Re: Question on Unicode data files

2001-02-28 Thread Jianping Yang

Mr Zhang is CEO of that company.

Regards,
Jianping.

John Jenkins wrote:

> On Monday, February 26, 2001, at 09:12 PM, Richard Cook wrote:
>
> > Is there any connection between this http://www.unihan.com.cn/ site and
> > IRG? What is UniHan Digital Tech Co.? Their website has some rather
> > annoying graphics and windows, but no basic info that i can see ... the
> > bottom buttons don't work at all, no?
> >
>
> I don't know who they are.  They're not associated with the IRG that I'm
> aware.  I'm checking with Mr. Zhang to see if he's heard of them.
>
> =
> John H. Jenkins
> [EMAIL PROTECTED]
> [EMAIL PROTECTED]
> http://homepage.mac.com/jenkins/


begin:vcard 
n:Yang;Jianping
tel;fax:650-506-7225
tel;work:650-506-4865
x-mozilla-html:FALSE
org:Server Gobalization Technology;Server Technology
version:2.1
email;internet:[EMAIL PROTECTED]
title:Senior Development Manager
adr;quoted-printable:;;500 Oracle Packway=0D=0AM/S 659407;Redwood Shores;CA;94065;
fn:Jianping Yang
end:vcard



Re: Question on Unicode data files

2001-02-27 Thread John Jenkins


On Monday, February 26, 2001, at 09:12 PM, Richard Cook wrote:

> Is there any connection between this http://www.unihan.com.cn/ site and
> IRG? What is UniHan Digital Tech Co.? Their website has some rather
> annoying graphics and windows, but no basic info that i can see ... the
> bottom buttons don't work at all, no?
>

I don't know who they are.  They're not associated with the IRG that I'm 
aware.  I'm checking with Mr. Zhang to see if he's heard of them.

=
John H. Jenkins
[EMAIL PROTECTED]
[EMAIL PROTECTED]
http://homepage.mac.com/jenkins/



Re: Question on Unicode data files

2001-02-26 Thread Richard Cook

"John H. Jenkins" wrote:
> 
> At 7:57 AM -0800 2/26/01, Richard Zhang wrote:
> >Hello, Marco,
> >
> >Unihan is the official site I think. You can visit www.unihan.com.cn for
> >more information about this, if you know Chinese :).

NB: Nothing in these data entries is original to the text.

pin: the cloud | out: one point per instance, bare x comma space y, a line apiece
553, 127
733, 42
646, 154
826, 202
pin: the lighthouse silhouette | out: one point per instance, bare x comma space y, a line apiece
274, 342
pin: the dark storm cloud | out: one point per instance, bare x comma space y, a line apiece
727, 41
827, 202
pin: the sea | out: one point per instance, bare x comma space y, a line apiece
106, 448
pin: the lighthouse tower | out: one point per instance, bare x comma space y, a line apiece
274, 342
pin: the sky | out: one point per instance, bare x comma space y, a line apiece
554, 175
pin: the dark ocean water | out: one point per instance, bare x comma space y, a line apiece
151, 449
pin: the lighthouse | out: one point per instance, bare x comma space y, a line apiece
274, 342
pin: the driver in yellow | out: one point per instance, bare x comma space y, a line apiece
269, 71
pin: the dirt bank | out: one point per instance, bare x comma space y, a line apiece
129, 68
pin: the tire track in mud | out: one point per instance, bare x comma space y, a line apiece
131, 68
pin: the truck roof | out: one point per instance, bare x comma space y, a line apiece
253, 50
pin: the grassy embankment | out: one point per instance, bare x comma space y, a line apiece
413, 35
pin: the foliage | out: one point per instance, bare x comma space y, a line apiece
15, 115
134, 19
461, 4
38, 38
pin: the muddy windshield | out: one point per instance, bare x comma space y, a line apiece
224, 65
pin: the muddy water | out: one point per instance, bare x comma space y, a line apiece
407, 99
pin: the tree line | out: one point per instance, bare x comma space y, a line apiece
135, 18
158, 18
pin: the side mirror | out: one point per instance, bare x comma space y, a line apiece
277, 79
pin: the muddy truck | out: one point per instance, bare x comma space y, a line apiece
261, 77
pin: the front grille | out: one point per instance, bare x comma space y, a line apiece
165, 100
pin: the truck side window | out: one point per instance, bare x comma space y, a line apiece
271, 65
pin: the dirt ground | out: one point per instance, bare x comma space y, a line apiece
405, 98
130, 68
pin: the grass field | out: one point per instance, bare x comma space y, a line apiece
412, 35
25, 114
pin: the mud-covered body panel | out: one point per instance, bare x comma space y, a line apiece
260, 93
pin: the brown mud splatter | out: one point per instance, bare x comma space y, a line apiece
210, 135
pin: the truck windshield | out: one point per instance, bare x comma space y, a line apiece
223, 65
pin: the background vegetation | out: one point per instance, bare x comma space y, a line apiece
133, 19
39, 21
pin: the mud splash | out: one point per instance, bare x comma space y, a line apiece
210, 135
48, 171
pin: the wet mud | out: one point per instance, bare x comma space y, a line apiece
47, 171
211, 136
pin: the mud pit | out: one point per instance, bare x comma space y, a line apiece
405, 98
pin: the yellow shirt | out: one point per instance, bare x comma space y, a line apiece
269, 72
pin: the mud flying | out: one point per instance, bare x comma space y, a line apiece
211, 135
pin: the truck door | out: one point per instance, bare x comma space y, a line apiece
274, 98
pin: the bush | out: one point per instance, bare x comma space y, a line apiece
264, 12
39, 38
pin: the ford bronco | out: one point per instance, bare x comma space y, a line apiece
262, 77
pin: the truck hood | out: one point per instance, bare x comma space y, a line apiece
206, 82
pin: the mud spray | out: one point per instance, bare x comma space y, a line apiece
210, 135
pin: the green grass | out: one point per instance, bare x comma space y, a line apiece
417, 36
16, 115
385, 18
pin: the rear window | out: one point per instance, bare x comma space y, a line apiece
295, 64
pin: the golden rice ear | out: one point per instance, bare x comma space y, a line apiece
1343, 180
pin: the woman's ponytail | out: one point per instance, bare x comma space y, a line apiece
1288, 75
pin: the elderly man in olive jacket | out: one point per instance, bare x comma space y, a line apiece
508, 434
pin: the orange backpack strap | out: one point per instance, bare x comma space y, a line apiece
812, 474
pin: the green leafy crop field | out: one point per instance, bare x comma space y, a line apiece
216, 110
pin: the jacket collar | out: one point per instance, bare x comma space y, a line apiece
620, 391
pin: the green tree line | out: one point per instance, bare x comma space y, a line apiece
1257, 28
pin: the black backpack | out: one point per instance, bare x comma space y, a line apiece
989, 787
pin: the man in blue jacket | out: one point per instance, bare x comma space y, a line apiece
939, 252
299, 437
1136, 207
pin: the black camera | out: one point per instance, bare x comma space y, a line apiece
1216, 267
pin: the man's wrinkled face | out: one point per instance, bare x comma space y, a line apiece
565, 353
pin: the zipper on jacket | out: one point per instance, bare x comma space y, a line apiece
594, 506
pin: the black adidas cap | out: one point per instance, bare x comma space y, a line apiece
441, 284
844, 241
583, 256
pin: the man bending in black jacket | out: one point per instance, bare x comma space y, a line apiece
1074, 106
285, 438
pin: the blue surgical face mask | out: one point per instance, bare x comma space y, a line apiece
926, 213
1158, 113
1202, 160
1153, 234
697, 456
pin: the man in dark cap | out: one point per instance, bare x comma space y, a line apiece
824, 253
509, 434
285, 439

Knowing Chinese is not enough. You and your browser need to know
Simplified Chinese (GBK?) ... arguably not Chinese at all ...
> >
> >If you sign up for cooperation with them, you will get full access to their
> >database.

what does "cooperation" mean?
> >
> 
> No, Unihan is *NOT* the official site.  They are not in any way
> associated with Unicode.  The official Unihan database is available
> only from unicode.org.
> 

Is there any connection between this http://www.unihan.com.cn/ site and
IRG? What is UniHan Digital Tech Co.? Their website has some rather
annoying graphics and windows, but no basic info that i can see ... the
bottom buttons don't work at all, no?



Re: Question on Unicode data files

2001-02-26 Thread John H. Jenkins

At 7:57 AM -0800 2/26/01, Richard Zhang wrote:
>Hello, Marco,
>
>Unihan is the official site I think. You can visit www.unihan.com.cn for
>more information about this, if you know Chinese :).
>
>If you sign up for cooperation with them, you will get full access to their
>database.
>

No, Unihan is *NOT* the official site.  They are not in any way 
associated with Unicode.  The official Unihan database is available 
only from unicode.org.

-- 
=
John H. Jenkins
[EMAIL PROTECTED]
[EMAIL PROTECTED]
http://homepage.mac.com/jenkins/



Re: Question on Unicode data files

2001-02-26 Thread Kenneth Whistler

Marco asked:

> 
> The Unicode FTP site (ftp://ftp.unicode.org/Public, now temporarily remapped
> on http://www.unicode.org/Public) contains several files with mappings of
> East Asian character sets to/from Unicode.
> 
> Are all these sources in sync? If not, which ones is it better to trust?
> 
> - UNIDATA/CJKXREF.TXT (containing Big-5, CCCII-1, CNS-1, CNS-2, CNS-E,

Actually:   Unihan.txt, as Marco pointed out in his correction.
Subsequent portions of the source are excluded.